I grew up in a Christian home with a mom and dad who loved and feared the Lord. I guess you could say that by the time I was 7 or 8 years old I had been to hundreds of church services. I assumed that by my relationship with my mom and dad that I was a Christian. One day when I was 7 years old I one of my friends at school mysteriously died in his sleep. For the first time I began to question what happens after death. This led me to the astonishing realization that I was a sinner in need of God’s mercy and grace. One Sunday evening I knelt beside my mom and dads bed in a small country home in west Texas and asked Jesus to forgive me of my sins, to come into my life, and to save me.

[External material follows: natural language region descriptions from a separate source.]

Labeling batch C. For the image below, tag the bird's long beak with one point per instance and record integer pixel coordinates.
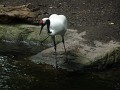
(41, 29)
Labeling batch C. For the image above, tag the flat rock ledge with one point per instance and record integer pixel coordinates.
(79, 55)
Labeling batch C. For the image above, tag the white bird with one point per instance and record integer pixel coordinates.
(56, 25)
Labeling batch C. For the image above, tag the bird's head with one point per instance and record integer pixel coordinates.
(43, 22)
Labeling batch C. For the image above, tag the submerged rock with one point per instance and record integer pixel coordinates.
(79, 54)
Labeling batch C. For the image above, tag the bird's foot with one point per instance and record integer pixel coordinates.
(55, 53)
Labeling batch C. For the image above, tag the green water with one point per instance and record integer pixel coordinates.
(19, 73)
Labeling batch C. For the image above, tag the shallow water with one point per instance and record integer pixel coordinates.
(19, 73)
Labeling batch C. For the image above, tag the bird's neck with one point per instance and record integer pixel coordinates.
(48, 25)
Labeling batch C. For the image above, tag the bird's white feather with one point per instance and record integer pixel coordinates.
(58, 24)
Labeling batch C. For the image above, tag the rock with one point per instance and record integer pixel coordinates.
(79, 55)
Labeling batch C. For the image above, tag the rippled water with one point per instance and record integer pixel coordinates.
(19, 73)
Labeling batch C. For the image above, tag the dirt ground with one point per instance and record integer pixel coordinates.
(99, 18)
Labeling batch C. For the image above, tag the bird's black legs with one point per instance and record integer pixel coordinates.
(53, 38)
(63, 43)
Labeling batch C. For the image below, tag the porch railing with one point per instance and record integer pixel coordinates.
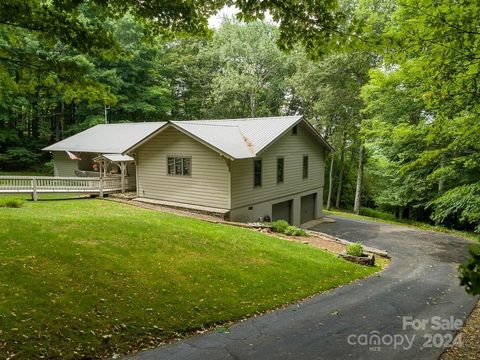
(46, 184)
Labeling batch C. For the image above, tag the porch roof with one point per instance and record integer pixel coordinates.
(114, 157)
(107, 138)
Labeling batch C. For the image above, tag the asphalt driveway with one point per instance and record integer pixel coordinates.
(363, 320)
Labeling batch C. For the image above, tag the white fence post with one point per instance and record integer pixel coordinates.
(34, 189)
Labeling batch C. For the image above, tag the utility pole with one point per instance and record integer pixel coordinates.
(106, 108)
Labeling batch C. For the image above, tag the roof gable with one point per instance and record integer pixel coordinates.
(233, 138)
(107, 138)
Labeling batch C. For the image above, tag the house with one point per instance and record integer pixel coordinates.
(245, 169)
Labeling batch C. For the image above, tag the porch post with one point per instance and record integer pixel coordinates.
(34, 189)
(122, 171)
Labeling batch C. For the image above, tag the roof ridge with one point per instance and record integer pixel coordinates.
(199, 122)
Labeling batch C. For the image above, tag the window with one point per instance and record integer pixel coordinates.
(257, 172)
(305, 166)
(280, 168)
(179, 166)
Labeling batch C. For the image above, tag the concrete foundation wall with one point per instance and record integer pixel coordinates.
(258, 211)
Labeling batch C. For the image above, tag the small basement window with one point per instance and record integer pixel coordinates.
(179, 165)
(305, 166)
(257, 172)
(280, 170)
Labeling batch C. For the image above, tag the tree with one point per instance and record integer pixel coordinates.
(250, 80)
(327, 92)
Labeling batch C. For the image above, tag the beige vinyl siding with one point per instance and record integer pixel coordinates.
(63, 165)
(292, 148)
(209, 182)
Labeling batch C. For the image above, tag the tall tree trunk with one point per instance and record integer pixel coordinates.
(358, 192)
(330, 183)
(56, 118)
(253, 105)
(341, 171)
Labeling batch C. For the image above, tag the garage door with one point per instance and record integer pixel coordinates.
(282, 211)
(307, 208)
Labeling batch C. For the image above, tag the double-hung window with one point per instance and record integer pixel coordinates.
(257, 172)
(305, 167)
(179, 165)
(280, 170)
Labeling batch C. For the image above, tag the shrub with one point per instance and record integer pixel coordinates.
(280, 226)
(11, 202)
(355, 249)
(377, 214)
(294, 231)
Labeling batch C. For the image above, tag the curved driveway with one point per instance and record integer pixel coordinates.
(421, 282)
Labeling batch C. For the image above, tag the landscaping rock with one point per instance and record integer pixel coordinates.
(367, 259)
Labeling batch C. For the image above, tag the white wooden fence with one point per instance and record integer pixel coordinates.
(46, 184)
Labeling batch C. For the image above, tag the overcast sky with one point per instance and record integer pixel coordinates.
(215, 21)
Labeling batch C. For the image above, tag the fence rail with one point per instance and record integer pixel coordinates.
(45, 184)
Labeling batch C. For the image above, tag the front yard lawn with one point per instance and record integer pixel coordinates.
(91, 278)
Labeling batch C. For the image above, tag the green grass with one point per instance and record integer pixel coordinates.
(374, 215)
(90, 278)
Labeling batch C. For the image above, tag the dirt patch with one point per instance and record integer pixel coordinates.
(470, 335)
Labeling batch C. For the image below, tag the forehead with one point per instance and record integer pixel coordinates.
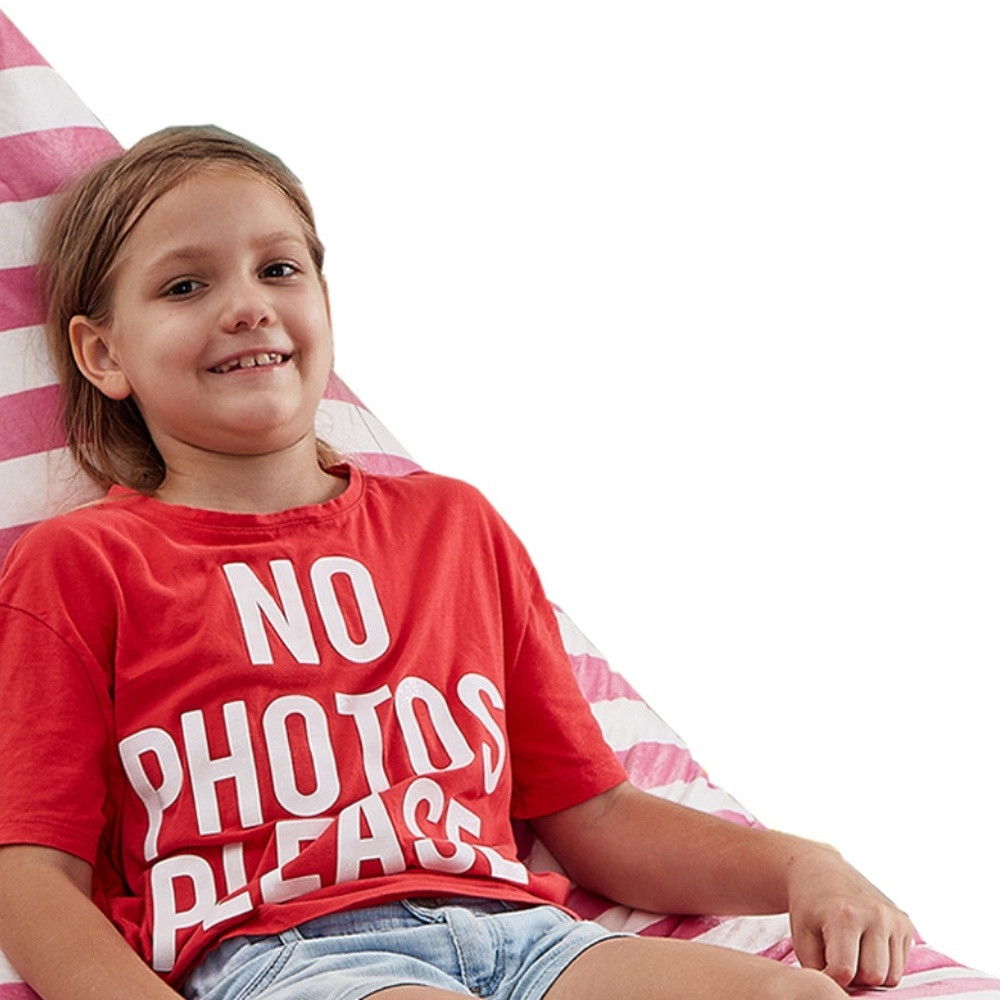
(213, 207)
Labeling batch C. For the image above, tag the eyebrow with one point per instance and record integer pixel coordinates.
(200, 250)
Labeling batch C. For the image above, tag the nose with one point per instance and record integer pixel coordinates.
(246, 309)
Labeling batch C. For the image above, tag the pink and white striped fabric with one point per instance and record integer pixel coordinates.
(46, 136)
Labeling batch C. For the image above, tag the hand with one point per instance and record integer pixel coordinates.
(842, 924)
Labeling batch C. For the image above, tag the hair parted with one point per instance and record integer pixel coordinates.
(87, 225)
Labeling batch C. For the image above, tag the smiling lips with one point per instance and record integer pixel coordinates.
(260, 360)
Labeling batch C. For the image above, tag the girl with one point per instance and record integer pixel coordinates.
(267, 718)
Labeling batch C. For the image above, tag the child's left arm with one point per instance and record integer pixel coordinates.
(656, 855)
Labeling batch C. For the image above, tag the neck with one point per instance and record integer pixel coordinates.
(250, 484)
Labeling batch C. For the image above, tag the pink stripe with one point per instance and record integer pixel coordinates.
(17, 991)
(598, 682)
(653, 764)
(15, 49)
(689, 928)
(381, 464)
(20, 298)
(37, 163)
(924, 959)
(667, 927)
(941, 988)
(31, 422)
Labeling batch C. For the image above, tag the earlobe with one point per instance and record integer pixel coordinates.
(96, 358)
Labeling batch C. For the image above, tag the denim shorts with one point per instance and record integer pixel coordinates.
(475, 947)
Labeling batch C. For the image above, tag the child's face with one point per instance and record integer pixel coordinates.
(220, 327)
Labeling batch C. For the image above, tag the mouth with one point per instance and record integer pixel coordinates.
(257, 359)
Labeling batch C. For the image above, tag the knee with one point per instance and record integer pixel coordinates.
(802, 984)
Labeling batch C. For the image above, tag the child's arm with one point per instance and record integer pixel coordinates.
(656, 855)
(58, 940)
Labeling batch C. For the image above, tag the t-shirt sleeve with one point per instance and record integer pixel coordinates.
(55, 713)
(559, 757)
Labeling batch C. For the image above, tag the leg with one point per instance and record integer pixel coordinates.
(661, 969)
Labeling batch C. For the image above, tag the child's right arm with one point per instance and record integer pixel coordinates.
(58, 940)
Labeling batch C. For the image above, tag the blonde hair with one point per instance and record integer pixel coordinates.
(85, 230)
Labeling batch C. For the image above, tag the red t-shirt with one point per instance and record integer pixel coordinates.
(245, 721)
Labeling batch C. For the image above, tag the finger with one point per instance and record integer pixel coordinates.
(842, 950)
(874, 958)
(809, 948)
(899, 948)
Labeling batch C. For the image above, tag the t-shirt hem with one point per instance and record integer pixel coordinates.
(547, 801)
(40, 834)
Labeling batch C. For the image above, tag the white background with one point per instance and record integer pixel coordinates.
(703, 296)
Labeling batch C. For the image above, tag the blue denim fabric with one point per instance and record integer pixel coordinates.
(475, 947)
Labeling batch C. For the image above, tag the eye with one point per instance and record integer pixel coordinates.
(279, 269)
(183, 287)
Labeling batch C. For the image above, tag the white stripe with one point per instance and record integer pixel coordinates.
(348, 427)
(26, 363)
(19, 225)
(949, 973)
(700, 795)
(625, 722)
(40, 485)
(35, 98)
(749, 934)
(574, 641)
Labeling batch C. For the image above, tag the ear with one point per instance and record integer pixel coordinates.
(95, 357)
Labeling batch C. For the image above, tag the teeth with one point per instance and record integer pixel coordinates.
(249, 361)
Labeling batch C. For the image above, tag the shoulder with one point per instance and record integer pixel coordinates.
(431, 490)
(74, 543)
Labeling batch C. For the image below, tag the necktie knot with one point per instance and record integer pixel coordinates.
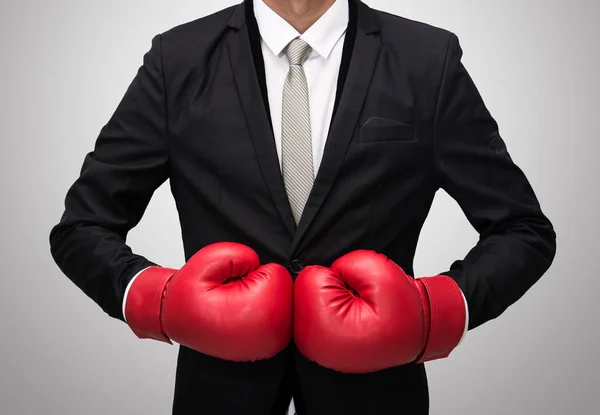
(297, 51)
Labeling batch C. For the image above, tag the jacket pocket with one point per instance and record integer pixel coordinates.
(377, 129)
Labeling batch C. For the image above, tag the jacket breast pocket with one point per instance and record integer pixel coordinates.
(377, 129)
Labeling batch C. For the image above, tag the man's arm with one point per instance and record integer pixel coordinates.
(517, 242)
(117, 180)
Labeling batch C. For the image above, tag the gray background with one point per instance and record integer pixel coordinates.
(66, 64)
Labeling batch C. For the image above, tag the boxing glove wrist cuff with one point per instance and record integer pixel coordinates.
(447, 316)
(144, 303)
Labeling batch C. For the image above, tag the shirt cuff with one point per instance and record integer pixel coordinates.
(127, 292)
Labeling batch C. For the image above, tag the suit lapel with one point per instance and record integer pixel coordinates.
(360, 71)
(242, 62)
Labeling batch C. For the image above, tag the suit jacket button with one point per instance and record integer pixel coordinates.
(296, 266)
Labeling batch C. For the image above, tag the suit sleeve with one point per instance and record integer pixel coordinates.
(128, 163)
(517, 242)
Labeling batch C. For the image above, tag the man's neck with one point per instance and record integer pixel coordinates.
(301, 14)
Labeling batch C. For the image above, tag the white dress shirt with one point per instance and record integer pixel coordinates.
(326, 37)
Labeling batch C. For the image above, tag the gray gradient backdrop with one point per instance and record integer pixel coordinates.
(65, 65)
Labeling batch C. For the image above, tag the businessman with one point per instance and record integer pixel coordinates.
(295, 133)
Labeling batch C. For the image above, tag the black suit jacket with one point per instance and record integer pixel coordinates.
(408, 121)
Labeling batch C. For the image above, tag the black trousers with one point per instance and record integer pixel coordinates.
(209, 386)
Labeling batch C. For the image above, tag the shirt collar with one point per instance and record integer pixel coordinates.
(321, 36)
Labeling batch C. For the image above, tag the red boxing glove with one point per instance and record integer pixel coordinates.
(366, 314)
(221, 303)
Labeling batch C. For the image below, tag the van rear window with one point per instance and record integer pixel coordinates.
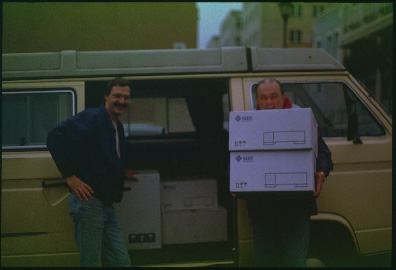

Now, I could tell you that after that my life was a Christian utopia, but that would be a lie. I spent much of my teenage years running from God. Most of those years were centered around the next party, football, and girls. Right after graduating High School I met my wife Diana at Wayland Baptist University in Planview Texas. I was still living in rebellion and my Christian walk was shaky at best. Diana and I got engaged, I joined the United States Marine Corp, we got married, and we moved half way around the world to Okinawa Japan. Still running from God, and now my new marriage was in shambles. One Sunday evening I walked into Koza Baptist Church a shell of a man, broken, and on life support spiritually. I could not tell you what the preacher said that night but for the first time in my life I finally understood what it meant to surrender my life to Christ. That night I surrendered all of my life to God’s will and purpose and have never looked back. I would love to tell you that my life was perfect after that, but the truth is I struggle with sin daily, my marriage has it’s ups and downs, I constantly call on God’s grace and mercy, but at the end of the day Christ is enough.
My Hope for The Journey
My hope for the Journey is that the church that began in our living room over seven years ago will continue to faithfully proclaim the spread gospel of Christ in Killeen, Ft. Hood, Harker Heights, Copperas Cove, and to the very ends of the earth until He returns.